This last week I have taken a break from digital drawing and gotten really into weaving. It’s fun and totally different. I used cardboard box pieces to make my looms, and yarn to do the actual weaving. It’s all simple and achievable.
I’ve also been feeling very serious which is rare and makes me uncomfortable.
When I started art school, I drew like this:
But I hated it. I was impressed by stuff like this:
Mostly because I didn’t understand how to make it. So I thought that meant it was superior to what I did understand how to make. The fact that it was swirly and complex meant that it was better. After trying to imitate for awhile, I was able to remember the kind of art that had meant something to me for its character, not its swirliness. Art that looked like this:
Quentin Blake has had the single biggest impact on me. Simple sketchy lines, simple watercolor, lots of children. That is what I wanted to make. How did I let some stupid swirls make me forget that?
We eat art all day. It’s so easy to like someone else’s stuff better. I like everybody else’s stuff better. If people want to buy my art I say, don’t buy my art! There’s much better art! I would love to tell you whose art to buy!
There’s a difference between what we love, and what we make. I love what I love, but I have to make what I make. I have to.
Remembering that is an entirely different battle, though. What happens is you forget. And you venture out into making what someone else makes. For me, this is the stuff that allures:
I fall so in love with this stuff that I think I have to change my whole way to accommodate it. But which thing should I align myself with? I can’t do all of them. And I can’t blend them together.

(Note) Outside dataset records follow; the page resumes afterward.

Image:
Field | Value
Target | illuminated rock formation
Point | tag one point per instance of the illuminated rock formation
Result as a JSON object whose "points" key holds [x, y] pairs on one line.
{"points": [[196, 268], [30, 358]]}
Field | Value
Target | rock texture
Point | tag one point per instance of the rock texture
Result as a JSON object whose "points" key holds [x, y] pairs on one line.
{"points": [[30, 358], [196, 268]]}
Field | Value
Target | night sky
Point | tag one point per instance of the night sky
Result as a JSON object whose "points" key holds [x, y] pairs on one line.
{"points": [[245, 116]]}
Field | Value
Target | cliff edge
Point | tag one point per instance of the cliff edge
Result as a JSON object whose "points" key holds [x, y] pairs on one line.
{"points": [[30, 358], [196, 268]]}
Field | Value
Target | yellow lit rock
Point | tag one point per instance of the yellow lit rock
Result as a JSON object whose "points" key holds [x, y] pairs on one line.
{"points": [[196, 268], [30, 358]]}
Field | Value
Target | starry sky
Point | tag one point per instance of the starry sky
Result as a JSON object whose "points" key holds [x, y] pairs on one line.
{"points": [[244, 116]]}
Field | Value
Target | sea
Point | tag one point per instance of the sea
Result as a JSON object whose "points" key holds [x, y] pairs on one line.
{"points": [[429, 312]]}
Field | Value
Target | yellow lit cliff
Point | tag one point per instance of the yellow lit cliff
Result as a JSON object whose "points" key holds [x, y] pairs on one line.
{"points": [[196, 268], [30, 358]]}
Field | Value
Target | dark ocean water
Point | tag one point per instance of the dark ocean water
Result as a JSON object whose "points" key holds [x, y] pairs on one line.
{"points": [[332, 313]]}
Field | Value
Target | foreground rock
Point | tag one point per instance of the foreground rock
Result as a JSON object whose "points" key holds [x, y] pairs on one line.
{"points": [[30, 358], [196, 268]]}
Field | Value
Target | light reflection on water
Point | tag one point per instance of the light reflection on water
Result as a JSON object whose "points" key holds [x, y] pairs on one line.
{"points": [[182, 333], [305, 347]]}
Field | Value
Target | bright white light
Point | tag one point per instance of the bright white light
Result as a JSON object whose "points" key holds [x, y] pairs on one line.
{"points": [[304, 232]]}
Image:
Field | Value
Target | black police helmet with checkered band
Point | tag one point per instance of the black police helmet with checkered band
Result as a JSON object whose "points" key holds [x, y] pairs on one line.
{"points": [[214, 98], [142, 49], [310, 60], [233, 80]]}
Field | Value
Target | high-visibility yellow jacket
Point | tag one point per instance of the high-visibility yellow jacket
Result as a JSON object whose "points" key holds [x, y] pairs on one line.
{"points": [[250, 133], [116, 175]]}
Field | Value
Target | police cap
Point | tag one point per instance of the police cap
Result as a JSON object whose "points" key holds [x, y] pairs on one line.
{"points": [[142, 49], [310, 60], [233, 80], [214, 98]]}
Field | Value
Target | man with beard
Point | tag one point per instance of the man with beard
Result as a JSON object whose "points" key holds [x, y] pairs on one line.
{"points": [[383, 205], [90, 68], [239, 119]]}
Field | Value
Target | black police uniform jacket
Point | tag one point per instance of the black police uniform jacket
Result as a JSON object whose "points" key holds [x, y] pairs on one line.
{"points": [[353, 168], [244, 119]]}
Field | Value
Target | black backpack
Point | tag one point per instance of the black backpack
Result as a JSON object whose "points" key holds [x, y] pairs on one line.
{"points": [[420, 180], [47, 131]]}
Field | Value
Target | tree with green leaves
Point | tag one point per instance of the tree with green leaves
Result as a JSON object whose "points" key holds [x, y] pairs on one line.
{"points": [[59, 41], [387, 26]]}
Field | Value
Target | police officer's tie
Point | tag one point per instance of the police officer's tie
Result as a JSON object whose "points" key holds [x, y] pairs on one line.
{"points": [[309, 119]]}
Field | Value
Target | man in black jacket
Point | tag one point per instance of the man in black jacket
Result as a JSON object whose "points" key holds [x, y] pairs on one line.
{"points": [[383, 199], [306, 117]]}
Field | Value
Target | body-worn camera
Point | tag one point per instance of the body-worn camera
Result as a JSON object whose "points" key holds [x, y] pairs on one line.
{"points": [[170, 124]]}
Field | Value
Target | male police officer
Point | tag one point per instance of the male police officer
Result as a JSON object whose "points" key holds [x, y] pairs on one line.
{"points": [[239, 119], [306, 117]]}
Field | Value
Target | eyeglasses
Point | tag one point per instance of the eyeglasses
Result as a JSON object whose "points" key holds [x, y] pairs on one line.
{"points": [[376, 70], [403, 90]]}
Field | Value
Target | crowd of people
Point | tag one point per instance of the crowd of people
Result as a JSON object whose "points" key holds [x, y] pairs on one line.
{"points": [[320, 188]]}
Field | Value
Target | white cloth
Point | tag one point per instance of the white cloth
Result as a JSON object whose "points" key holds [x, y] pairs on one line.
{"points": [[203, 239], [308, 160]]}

Here are some examples of me imitating others:
Things got particularly insane when I started working in animation and was introduced to visual development. Visual development is basically the exact opposite of what I naturally do. What an artist is tasked with doing is sketching up the look and feel of an animated movie, scene by scene. A sample:
(art by Pascal Campion)
I had a complete breakdown when I started looking at stuff like that all day. I mean I just can’t do it. Not because I couldn’t learn how to draw like that, but because it doesn’t accomplish what I am trying to do when I make something. They are figuring out mood, lighting, scene quality. I am trying to make a joke, usually as quick as possible. Super super different. But, his art is WAY MORE BEAUTIFUL than my art. No contest. How can I not be bowled over by that? I couldn’t draw confidently at work for months.
Eventually I recovered. My stuff is about jokes and his stuff is about being amazing and talented and incredible. Also his name sounds French. I cannot compete with that.
The lesson: Long after finding something new and exciting, and mimicking that new and exciting thing. After you’ve failed and then given up and retreated back into your little land of lines and simple color and jokes. Maybe it exists so small that you can’t tell, but you are better for having loved that other art. Maybe it’s an instinct about composition, or a new way of drawing dots as eyeballs. Who knows. But you are better at art because of other people’s art.